PER UNO SOLO DEI MIEI OCCHI
 

recensione

 
Il regista israeliano Avi Mograbi, al telefono con un suo amico palestinese (la cui voce è stata doppiata da un attore perché non fosse riconoscibile, evitandogli così possibili ritorsioni), ne registra lo sfogo riguardo alla condizione in cui si trova a vivere la sua gente, costretta a subire i raid dei soldati israeliani che, per effettuare i controlli, entrano perfino nelle camere da letto. Queste conversazioni telefoniche costituiscono l’ossatura di “Per uno solo dei miei due occhi”, illuminante documentario di Mograbi il cui titolo è una citazione di quanto Sansone, mitico eroe del popolo d’Israele, avrebbe detto pregando Dio perché gli desse la forza di vendicarsi dei Filistei che lo avevano accecato: “Ricordati di me e dammi forza, solo per questa volta in modo che io possa vendicare uno solo dei miei occhi”. Dio lo esaudì e Sansone  
 
si immolò facendo crollare il tempio, uccidendo così molti più Filistei di quanti ne aveva ucciso durante tutta la sua vita.
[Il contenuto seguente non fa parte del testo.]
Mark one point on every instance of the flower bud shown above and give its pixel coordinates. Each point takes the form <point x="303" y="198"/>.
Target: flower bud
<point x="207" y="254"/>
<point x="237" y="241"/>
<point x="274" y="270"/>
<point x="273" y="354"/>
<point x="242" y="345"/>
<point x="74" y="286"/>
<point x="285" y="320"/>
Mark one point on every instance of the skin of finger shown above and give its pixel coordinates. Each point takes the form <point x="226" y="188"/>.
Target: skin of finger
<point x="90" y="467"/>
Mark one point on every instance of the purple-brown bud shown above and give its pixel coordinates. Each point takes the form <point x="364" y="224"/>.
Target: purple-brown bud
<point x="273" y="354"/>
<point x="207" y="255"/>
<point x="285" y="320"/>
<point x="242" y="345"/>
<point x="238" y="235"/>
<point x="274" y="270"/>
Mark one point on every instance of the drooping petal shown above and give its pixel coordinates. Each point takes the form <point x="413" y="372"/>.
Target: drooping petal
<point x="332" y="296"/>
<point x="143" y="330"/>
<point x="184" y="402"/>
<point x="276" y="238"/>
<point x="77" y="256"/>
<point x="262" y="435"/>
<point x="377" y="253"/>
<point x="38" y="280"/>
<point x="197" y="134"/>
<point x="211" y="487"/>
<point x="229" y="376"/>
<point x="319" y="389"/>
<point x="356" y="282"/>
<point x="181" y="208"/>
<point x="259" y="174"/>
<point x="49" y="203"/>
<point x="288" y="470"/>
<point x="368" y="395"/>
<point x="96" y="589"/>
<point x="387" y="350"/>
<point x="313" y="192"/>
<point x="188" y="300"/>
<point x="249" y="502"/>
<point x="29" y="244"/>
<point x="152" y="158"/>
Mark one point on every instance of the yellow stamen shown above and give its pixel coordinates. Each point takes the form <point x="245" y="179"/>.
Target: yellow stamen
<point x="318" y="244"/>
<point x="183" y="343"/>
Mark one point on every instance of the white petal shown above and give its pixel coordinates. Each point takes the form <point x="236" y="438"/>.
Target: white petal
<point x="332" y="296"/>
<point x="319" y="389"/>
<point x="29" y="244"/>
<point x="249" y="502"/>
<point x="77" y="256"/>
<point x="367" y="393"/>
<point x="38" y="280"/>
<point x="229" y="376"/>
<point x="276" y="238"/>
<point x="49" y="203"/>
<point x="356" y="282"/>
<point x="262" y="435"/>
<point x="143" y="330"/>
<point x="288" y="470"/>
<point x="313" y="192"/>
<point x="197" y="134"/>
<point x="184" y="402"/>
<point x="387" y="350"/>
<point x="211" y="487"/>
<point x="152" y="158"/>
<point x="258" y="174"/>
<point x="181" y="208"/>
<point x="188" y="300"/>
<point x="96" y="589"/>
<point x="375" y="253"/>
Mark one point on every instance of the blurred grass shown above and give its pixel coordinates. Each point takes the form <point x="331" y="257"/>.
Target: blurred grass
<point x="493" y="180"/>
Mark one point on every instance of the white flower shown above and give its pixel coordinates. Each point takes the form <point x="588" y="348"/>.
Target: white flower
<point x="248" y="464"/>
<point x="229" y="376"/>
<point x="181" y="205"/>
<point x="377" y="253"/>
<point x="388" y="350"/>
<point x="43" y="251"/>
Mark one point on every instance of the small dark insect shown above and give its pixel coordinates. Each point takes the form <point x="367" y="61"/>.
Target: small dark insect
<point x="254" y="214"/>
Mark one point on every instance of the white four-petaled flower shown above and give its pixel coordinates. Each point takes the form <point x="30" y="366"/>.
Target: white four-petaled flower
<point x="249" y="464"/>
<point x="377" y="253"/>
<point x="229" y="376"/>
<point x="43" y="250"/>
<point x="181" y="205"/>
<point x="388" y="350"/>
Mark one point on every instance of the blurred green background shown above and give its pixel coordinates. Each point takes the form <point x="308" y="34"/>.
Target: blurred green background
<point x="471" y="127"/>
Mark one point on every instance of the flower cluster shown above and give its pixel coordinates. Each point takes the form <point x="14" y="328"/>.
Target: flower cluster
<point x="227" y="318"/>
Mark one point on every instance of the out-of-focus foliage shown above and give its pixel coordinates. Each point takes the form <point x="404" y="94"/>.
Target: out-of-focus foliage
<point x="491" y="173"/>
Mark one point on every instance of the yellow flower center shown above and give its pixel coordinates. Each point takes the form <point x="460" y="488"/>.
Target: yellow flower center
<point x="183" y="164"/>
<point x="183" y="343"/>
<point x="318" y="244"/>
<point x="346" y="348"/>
Tutto questo nel documentario viene inculcato da una maestra ai suoi alunni delle elementari perché imparino che morire è meglio che vivere oppressi. Ma – osserva il regista – questo è esattamente quello che fanno oggi i Kamikaze palestinesi. Al mito di Sansone il regista accosta quello della fortezza  
di Masada, nei pressi del Mar Morto, dove nel 72 d.C. poco meno di mille ebrei Zeloti (definiti dallo storico Flavio Giuseppe come dei banditi e assassini disposti a tutto) si immolarono per non cadere prigionieri dei romani che avevano stretto d’assedio la fortezza, circondandola di un muro spesso un metro e alto due. Ma alzare muri non è quello che fanno oggi gli israeliani nei confronti dei palestinesi? Così attraverso le immagini, nel prologo del film assistiamo a un vero e proprio tentativo di lavaggio del cervello da parte di un insegnante, nei confronti di un gruppo di studenti inglesi in visita alle rovine di Masada, ai quali racconta sommariamente la storia esaltandone il gesto eroico del suicidio di massa, e poi chiede loro di chiudere gli occhi e ascoltare per poi riferire quello che hanno sentito: rumori e grida degli assalitori e la disperazione degli assediati. Quello che l’insegnante si aspettava. Non solo, il regista mostra come ai contadini palestinesi venga impedito di lavorare la propria terra dai soldati israeliani, le estenuanti e umilianti attese ai checkpoint, la cui apertura è delegata all’arbitrio dei soldati che li presidiano, i quali non perdono occasione per infliggere umiliazioni ai palestinesi che tornano a casa dal lavoro o da scuola, costretti a ore di attesa per poter passare i controlli. “Per uno solo dei miei due occhi” non cerca di giustificare le azioni terroristiche dei kamikaze, mette solo in rilievo come la cultura della morte per la libertà sia patrimonio dell’educazione ebraica al pari di quella palestinese, e che solo il reciproco riconoscimento dei due popoli che vi abitano consenta a quelle terre di veder relegare la guerra nei libri di storia. Le immagini dei palestinesi che di buon grado accettano di farsi filmare mentre vengono umiliati, e che il film sia stato sostenuto finanziariamente dalle istituzioni israeliane fanno sperare in un possibile dialogo di pace. Nelle sale dal 28 di marzo, il film è da non perdere.